The rule, which is expected to be challenged legally, aims to respond to investor demands to standardize reporting of climate-related risks and the corporate response, according to backers like US Securities and Exchange Commission Chair Gary Gensler.
The rule requires reporting of Scope 1 and Scope 2 emissions -- which cover direct emissions and those for energy purchased to run operations -- when those emissions are "material," or significant.
An earlier version of the rule also covered Scope 3 emissions -- which account for indirect emissions, as when customers use them -- but that provision was dropped as the proposal moved through the regulatory process.
At a public meeting Wednesday, Gensler said the proposal had sparked some 24,000 public comments following an initial release in March 2022.
The measure also requires companies to disclose: the potential climate-related risks on corporate strategy; a detailed accounting of steps taken to mitigate climate risk; oversight of climate risk by the company board; and information about climate-related targets or goals.

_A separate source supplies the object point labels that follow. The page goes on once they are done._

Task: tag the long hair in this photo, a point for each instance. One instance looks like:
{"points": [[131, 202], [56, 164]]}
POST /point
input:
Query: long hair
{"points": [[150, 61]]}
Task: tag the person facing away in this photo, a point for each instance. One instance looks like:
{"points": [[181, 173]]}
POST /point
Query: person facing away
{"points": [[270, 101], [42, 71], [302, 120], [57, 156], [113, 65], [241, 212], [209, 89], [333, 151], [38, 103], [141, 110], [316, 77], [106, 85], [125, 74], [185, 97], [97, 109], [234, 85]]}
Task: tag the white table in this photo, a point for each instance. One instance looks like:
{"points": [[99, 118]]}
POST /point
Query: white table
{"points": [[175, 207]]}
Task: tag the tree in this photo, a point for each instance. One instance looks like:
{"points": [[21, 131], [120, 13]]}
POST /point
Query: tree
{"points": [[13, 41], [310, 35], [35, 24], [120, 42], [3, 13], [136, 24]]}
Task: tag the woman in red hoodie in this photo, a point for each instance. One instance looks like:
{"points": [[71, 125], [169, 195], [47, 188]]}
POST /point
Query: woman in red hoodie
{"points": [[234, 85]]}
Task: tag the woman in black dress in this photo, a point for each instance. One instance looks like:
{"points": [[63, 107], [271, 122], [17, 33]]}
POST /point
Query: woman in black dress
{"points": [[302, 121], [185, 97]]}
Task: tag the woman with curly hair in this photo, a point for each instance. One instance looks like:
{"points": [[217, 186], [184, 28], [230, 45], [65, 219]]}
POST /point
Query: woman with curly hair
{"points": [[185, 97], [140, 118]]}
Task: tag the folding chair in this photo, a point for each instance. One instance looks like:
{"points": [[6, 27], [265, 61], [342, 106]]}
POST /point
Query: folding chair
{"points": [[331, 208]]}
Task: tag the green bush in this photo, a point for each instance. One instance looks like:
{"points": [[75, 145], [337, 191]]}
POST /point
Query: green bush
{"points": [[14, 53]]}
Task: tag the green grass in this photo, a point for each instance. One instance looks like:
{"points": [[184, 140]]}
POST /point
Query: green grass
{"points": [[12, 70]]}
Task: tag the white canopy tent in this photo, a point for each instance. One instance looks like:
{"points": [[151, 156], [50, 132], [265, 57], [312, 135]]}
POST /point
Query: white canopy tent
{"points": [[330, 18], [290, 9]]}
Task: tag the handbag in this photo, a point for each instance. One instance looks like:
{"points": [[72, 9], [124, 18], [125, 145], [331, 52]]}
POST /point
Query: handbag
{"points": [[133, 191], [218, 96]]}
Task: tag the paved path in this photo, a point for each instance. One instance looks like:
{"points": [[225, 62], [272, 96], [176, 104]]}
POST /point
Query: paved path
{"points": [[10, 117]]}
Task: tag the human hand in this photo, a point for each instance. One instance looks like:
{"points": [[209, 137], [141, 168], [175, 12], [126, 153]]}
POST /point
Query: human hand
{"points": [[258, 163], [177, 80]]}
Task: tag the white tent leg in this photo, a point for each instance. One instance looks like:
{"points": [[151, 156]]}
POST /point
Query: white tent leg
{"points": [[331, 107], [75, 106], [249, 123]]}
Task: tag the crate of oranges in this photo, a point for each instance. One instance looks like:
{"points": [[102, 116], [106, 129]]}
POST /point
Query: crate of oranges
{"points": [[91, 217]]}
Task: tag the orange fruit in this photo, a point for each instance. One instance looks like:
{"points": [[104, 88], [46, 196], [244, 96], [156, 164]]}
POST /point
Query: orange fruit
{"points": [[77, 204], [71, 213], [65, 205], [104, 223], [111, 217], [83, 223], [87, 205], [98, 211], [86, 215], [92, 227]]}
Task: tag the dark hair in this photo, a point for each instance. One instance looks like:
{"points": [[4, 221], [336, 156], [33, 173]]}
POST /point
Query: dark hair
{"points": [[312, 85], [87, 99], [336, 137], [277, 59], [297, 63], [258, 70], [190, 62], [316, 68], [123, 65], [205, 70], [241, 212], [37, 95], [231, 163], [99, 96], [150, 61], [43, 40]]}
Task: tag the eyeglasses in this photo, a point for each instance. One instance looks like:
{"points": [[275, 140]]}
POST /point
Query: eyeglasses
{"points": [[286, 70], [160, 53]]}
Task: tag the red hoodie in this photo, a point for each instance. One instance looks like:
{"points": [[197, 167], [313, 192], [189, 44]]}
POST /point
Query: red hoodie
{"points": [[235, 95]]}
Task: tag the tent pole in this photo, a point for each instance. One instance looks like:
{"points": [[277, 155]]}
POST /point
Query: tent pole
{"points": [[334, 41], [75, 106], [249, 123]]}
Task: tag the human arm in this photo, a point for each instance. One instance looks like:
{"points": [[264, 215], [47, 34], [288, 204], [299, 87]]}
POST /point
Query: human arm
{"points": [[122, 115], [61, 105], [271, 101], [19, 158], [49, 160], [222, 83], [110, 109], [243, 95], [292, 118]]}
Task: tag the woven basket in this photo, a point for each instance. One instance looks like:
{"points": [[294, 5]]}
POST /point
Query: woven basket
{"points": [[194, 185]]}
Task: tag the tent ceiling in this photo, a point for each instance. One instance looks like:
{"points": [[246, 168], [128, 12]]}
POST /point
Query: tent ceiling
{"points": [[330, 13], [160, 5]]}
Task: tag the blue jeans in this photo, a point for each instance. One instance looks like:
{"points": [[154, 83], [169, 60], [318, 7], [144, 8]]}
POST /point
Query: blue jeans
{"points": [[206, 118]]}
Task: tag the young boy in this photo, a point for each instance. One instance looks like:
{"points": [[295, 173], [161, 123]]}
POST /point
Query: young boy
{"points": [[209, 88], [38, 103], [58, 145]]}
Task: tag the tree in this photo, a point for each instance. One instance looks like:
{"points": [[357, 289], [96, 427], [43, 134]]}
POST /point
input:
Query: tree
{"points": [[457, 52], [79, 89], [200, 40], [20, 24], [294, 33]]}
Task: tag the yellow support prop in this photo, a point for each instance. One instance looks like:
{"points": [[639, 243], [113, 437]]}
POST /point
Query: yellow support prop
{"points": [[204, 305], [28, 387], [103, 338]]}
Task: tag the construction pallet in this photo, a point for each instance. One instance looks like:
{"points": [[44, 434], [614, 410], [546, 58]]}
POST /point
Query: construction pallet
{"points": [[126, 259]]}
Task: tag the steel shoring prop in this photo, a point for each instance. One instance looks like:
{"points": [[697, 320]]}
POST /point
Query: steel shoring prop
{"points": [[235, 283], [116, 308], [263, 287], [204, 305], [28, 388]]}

During a public meeting, SEC Commissioner Caroline Crenshaw, who joined the 3-2 majority in approving the measure, rued the decision to leave out Scope 3 emissions, which are considered a large and important part of a company's climate footprint.
But the SEC's two Republican commissioners described the measure that passed as still overly burdensome and confusing to investors.
"Not one dime spent by companies on compliance will go to actual emission reductions," said SEC Commissioner Mark Uyeda. "And shareholders will be paying for it."